The Mudcat Café TM
Thread #22068   Message #238493
Posted By: Frankham
05-Jun-00 - 02:47 PM
Thread Name: BS: Formal vs. Informal Education
Subject: RE: BS: Formal vs. Informal Education
When we started the Old Town School of Folk Music in Chicago in 1957 we were very interested in this question, "how do people learn music" and can it be done by by-passing formal approaches?

In lieu of notes ad theory, we devised a tablature that in order to learn to use, we had the students copy it through arrangements of traditional pieces from the blackboard.

We were successful in our surmise that you don't have to take a conventional music school approach to learn music and apply it professionally or on an amateur level. As it turns out, many graduates of music school are mostly qualified to teach music and many drop out of the profession altogether. The music school has been used as a means of weeding people out rather than including them in as we tried to do at the Old Town School.

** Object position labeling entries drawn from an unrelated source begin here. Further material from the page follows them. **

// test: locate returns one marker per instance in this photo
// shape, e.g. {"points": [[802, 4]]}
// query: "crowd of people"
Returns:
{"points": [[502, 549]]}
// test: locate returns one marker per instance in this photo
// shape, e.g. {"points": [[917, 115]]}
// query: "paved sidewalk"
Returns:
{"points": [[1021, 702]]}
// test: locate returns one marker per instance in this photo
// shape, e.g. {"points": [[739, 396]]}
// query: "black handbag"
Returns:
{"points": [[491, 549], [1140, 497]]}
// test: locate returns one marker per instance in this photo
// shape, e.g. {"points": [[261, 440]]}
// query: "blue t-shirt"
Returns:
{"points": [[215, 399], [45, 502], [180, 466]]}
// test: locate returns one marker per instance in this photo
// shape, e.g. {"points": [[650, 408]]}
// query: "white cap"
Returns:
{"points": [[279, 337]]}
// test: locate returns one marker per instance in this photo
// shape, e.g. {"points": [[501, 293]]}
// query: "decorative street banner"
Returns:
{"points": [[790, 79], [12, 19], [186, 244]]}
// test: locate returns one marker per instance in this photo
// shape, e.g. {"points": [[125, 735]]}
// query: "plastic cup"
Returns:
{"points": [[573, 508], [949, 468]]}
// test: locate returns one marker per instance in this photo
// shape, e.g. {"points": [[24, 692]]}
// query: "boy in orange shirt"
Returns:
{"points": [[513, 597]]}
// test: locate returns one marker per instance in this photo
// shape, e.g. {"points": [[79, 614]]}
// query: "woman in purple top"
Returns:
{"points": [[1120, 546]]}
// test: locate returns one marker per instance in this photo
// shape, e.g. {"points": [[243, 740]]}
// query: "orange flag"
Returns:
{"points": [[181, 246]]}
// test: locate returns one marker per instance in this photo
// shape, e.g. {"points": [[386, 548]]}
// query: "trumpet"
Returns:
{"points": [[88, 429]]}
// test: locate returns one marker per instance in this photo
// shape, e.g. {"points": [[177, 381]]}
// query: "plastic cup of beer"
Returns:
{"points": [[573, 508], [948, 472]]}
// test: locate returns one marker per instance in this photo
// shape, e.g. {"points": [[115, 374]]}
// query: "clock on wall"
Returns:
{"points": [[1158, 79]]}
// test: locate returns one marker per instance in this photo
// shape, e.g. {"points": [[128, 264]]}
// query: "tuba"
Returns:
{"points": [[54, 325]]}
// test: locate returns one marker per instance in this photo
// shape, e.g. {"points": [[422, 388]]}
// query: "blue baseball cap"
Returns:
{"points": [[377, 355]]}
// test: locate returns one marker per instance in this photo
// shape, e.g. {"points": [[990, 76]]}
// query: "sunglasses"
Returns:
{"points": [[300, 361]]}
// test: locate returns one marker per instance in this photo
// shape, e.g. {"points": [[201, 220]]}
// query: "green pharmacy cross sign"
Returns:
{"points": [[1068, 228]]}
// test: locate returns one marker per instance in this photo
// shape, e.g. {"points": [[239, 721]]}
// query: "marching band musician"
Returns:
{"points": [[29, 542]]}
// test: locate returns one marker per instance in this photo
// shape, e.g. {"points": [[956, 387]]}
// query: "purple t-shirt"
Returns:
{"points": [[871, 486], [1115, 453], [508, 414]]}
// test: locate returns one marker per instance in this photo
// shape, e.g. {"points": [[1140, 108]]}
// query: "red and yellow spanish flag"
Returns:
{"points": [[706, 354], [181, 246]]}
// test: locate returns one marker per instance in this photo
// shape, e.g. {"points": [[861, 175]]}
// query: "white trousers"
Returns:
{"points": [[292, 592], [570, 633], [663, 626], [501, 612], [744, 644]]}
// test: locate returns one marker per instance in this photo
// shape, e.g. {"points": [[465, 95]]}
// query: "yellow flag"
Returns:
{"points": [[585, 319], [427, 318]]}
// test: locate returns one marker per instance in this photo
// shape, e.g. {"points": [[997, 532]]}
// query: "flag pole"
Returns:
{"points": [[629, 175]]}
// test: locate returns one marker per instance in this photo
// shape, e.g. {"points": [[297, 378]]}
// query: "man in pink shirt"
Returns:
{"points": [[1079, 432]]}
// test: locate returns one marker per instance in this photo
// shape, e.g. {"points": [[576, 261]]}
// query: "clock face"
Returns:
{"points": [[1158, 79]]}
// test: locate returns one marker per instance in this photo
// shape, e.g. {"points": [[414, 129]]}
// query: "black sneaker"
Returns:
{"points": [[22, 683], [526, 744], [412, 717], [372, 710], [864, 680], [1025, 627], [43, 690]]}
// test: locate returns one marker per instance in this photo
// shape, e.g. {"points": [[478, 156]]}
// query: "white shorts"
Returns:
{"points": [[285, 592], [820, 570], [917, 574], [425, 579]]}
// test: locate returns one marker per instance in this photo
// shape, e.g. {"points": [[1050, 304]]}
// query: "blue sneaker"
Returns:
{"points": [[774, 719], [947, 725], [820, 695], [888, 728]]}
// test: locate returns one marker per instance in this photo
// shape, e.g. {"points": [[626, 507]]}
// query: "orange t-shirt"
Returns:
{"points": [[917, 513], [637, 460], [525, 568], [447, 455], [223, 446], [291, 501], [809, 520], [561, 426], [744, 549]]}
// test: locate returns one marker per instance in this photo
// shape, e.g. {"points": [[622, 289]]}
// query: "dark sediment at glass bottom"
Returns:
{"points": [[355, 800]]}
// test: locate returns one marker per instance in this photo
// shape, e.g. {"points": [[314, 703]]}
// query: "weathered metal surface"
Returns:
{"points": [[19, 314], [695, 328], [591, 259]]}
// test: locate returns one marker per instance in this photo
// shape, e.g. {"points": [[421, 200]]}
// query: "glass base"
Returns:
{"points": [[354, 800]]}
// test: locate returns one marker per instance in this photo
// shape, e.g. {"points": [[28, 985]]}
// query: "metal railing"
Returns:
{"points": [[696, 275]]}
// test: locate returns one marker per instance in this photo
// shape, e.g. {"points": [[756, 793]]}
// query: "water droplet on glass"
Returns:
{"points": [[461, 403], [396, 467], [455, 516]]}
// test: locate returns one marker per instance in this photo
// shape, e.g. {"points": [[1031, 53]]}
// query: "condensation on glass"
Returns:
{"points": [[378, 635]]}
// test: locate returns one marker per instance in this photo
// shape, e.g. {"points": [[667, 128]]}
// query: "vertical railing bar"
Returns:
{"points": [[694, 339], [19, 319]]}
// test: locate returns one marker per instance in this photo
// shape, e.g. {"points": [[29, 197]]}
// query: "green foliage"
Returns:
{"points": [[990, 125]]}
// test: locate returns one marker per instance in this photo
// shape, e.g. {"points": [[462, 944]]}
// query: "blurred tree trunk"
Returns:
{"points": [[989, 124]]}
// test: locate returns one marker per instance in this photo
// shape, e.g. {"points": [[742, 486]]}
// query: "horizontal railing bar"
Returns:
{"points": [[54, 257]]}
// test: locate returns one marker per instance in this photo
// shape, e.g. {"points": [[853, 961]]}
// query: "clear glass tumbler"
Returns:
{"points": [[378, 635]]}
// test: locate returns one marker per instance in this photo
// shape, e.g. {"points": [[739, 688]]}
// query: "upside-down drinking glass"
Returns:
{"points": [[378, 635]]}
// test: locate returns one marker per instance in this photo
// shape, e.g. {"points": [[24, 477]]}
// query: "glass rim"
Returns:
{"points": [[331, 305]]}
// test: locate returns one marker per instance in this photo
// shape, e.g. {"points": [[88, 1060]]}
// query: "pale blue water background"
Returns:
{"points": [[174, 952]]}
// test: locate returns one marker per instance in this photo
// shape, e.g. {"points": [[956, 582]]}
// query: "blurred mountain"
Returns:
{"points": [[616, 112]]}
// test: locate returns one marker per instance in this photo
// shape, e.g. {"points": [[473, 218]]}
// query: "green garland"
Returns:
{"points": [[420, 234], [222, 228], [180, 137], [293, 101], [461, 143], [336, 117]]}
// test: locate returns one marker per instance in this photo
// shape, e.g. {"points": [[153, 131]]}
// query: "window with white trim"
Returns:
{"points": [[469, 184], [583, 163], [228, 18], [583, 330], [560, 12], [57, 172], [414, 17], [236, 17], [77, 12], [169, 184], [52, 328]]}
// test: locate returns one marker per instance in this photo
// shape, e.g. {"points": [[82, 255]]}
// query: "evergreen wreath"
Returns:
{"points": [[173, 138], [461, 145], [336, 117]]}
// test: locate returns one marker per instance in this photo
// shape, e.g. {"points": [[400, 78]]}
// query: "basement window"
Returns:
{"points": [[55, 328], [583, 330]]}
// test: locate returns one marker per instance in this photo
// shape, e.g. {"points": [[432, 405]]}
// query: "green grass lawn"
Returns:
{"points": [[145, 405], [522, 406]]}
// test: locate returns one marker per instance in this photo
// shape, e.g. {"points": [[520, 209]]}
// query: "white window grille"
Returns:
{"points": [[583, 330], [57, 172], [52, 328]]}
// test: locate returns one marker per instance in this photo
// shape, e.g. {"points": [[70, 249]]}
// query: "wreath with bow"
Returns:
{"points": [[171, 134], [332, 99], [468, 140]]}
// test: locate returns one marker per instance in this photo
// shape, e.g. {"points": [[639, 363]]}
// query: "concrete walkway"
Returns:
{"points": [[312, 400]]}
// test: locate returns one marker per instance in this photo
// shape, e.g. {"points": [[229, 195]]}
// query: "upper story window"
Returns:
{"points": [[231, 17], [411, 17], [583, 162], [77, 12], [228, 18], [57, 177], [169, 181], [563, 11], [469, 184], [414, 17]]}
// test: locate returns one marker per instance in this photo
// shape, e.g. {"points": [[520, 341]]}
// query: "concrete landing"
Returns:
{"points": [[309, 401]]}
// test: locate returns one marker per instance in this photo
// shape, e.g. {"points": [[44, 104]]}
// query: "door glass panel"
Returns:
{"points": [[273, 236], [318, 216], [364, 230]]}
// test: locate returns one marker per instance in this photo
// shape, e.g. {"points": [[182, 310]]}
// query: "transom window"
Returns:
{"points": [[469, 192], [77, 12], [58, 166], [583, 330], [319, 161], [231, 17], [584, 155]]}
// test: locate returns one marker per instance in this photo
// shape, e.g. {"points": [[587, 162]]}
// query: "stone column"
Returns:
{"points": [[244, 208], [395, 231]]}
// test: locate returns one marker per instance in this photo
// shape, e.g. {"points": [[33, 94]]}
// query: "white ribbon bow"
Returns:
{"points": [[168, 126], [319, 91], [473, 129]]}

I believe that we were doing important things in the field of music education that could not be learned at any music school in the country at that time or maybe even now. In the U.S, general education has become hackneyed and standardized without innovation for many years. There is little market for innovation particularly now when the emphasis is on how one performs rather than what one learns.

A school, IMHO, is just a place where a body of information has been gathered. Some of the information is useful and some not. There is as much information that is useful in music on the street as there is in the classroom in my opinion. I have had experience with both.